In the project’s Discord, Immortals NFT owners lamented the loss in value of their assets.
Read more: Web3 Watch: Solana and Bitcoin top Ethereum in NFT sales
“Any of us that invested and lost money should mostly blame ourselves for the losses. We invested in a fringe high-risk area of a fringe high-risk industry. And I say that as someone who lost a significant amount of money,” one wrote.
Immortal was built with Immutable X’s layer-2 scaling technology. The chess platform said it would still use Web3 tech for “anti-cheat measures and community engagement.”
The so-called “play-to-earn” model has been a popular one for adding crypto rails to gaming but has encountered multiple roadblocks along the way, this instance of cheating being the latest.
Arbitrum experiences downtime after jump in inscriptions
Arbitrum, the largest Ethereum layer-2, suffered a “partial outage” on Friday after “a sustained surge of inscriptions” clogged the sequencer.

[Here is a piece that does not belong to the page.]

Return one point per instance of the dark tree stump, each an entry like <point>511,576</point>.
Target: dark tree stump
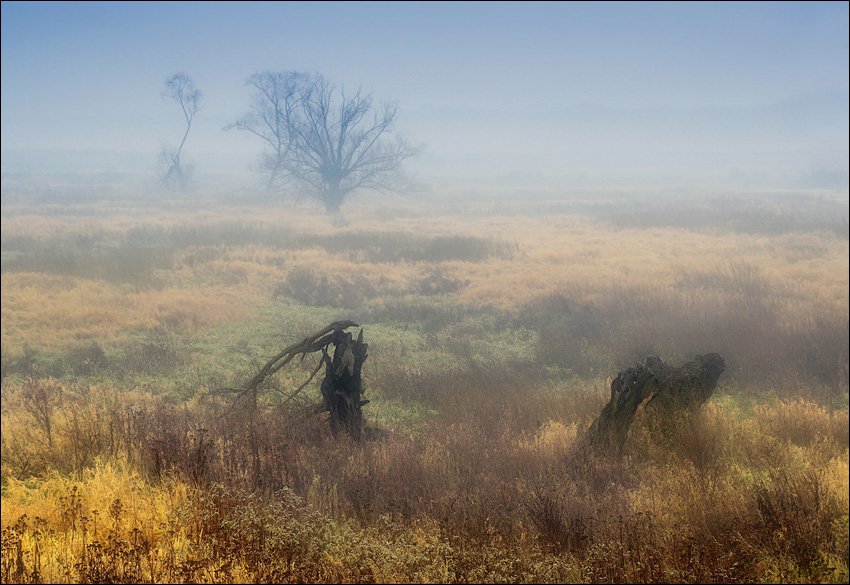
<point>342,387</point>
<point>689,386</point>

The pseudonymous hildobby, who works in data at the venture fund Dragonfly, published a Dune dashboard showing that 90% of Arbitrum’s data was inscriptions in the two hours leading up to the outage. Hildobby’s data showed the mass majority of the inscriptions were labeled “fair.”

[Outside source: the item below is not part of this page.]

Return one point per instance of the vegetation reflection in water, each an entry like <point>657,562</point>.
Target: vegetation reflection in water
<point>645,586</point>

For nearly two hours, Arbitrum’s sequencer struggled to process transactions on the network. At one point, the layer-2’s swap fee appeared to spike far above Ethereum’s.
Shortly after 3 pm ET, the Arbitrum team said that the sequencer was back up and running.
Multiple networks have developed some form of inscriptions, a way of encoding arbitrary data such as art or fungible tokens, onto blockchains. Bitcoin ordinal inscriptions have brought congestion in the network’s mempool to near all-time highs.
Read more: Avalanche gets the ‘Ordinals’ bump, sets new transaction record
One interesting stat:
- Solana-based memecoin BONK accounted for roughly 10% of Coinbase volume on Friday. Ethereum and Tether accounted for roughly 11% and 10%, respectively, over the same time frame.
Read more: Solana fans suddenly BONKers over the Saga phone
Also of note:
- The former music file-sharing platform LimeWire released an AI music studio where users could use generative AI tools to create and publish music on the platform. The infamous LimeWire brand and intellectual property was sold in 2021.
- Former president Donald Trump is launching another NFT collection, selling $99 collectibles of his mug shot taken over the summer. Anyone who purchases at least 47 of the cards will receive a piece of Trump’s suit and be invited to a dinner at Mar-a-Lago, Trump said on Truth Social.
Start your day with top crypto insights from David Canellis and Katherine Ross. Subscribe to the Empire newsletter.
Explore the growing intersection between crypto, macroeconomics, policy and finance with Ben Strack, Casey Wagner and Felix Jauvin. Subscribe to the Forward Guidance newsletter.
Get alpha directly in your inbox with the 0xResearch newsletter — market highlights, charts, degen trade ideas, governance updates, and more.
The Lightspeed newsletter is all things Solana, in your inbox, every day. Subscribe to daily Solana news from Jack Kubinec and Jeff Albus.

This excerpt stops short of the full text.